Em setembro, a Opas (Organização Pan-americana para a Saúde), braço nas Américas da OMS (Organização Mundial da Saúde), declarou o Brasil como país de muito alto risco para pólio.
Desde 1989 não há casos casos da doença, mas desde 2015 o país registra queda progressiva das taxas de imunização. Em 2021, a cobertura da pólio em crianças menores de 1 ano chegou a 70% -ante uma meta de 95%.
Para 2023, há previsão ainda de redução do piso de atenção primária e de ações para prevenção, controle e tratamento do HIV Aids e as demais ISTs (Infecções Sexualmente Transmissíveis), além de hepatites virais e tuberculose.
O médico sanitarista Gonzalo Vecina Neto, professor da Faculdade de Saúde Pública da USP, vislumbra uma grave crise de distribuição de medicamentos devido aos cortes. "Não pode faltar remédio para hemofílico, para transplante, para pacientes com HIV, para a Farmácia Popular, mas já está faltando e vai piorar muito se o orçamento não for revisto."
Para Massuda, será preciso um bom diagnóstico das necessidades e das áreas afetadas para então ser proposto um "orçamento de guerra". Segundo estimativa do Conass (Conselho Nacional de Secretários de Saúde), seria necessário um aporte adicional de R$ 8 bilhões só para dar conta da demanda que deixou de ser atendida durante a pandemia.

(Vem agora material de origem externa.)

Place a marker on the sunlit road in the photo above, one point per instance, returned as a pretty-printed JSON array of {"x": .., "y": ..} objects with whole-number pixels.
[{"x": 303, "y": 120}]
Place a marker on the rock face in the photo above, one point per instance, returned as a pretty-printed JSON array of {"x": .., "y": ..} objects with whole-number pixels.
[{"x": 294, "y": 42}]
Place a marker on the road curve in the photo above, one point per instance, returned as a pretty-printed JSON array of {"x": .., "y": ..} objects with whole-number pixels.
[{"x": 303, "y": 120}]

Também é urgente dar vazão à grande demanda de exames, cirurgias e procedimentos de baixa e média complexidade que ficaram represados. Houve diminuição de mais de 900 milhões de procedimentos, de acordo com a Fiocruz, que comparou os anos de 2020 e 2021 ao período pré-crise sanitária. Uma saída, sugere Massuda, é envolver estados e municípios em mutirões emergenciais.
Para ele, o enfrentamento de doenças cardiovasculares e dos casos de câncer que ficaram sem diagnóstico e agora surgem mais agravados vão demandar linhas de cuidados envolvendo serviços públicos e privados.

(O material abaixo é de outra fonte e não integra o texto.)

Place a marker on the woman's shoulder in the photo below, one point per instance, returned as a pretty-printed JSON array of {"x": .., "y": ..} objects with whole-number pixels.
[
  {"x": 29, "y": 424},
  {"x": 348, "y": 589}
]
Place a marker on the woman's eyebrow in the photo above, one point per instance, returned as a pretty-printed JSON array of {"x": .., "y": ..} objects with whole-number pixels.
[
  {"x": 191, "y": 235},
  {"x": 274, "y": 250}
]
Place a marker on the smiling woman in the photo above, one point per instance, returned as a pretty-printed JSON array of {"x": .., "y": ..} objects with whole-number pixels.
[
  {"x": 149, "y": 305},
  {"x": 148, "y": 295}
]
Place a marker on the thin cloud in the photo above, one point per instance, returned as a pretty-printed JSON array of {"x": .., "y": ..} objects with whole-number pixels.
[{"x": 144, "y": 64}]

Outra prioridade é o fortalecimento da atenção primária, com expansão do ESF (Estratégia Saúde da Família). Os resultados do Previne Brasil têm mostrado dados preocupantes: apenas 11% dos municípios conseguiram cumprir metas de controle de diabetes e 12% da hipertensão.
Entre as razões atribuídas ao desempenho ruim está o fato de que muitos municípios não conseguem contratar médicos para a atenção primária. Só no Estado de São Paulo, as UBSs (Unidades Básicas de Saúde) paulistas perderam mais de 2.200 médicos em oito anos, segundo levantamento realizado pelo Cosems-SP (Conselho de Secretários Municipais de Saúde do Estado de São Paulo).
"Com a destruição do Mais Médicos, 15 mil médicos foram retirados das periferias. Cerca de 45 milhões de brasileiros tinham médicos e deixaram de ter", diz Vecina Neto.
A pesquisa do Conasems comparou dados do primeiro semestre de 2014 -quando estava em vigor o programa Mais Médicos, implantado na gestão de Dilma Rousseff (PT)- com o mesmo período de 2022, com números de seu substituto, o Médicos pelo Brasil, em vigor há cerca de três anos no governo de Jair Bolsonaro (PL).
"Há um consenso no país de que temos que recuperar a atenção básica, investir em telessaúde, organizar regiões de saúde. Temos toda a possibilidade de construir uma agenda convergente em defesa do SUS", diz Massuda, da FGV.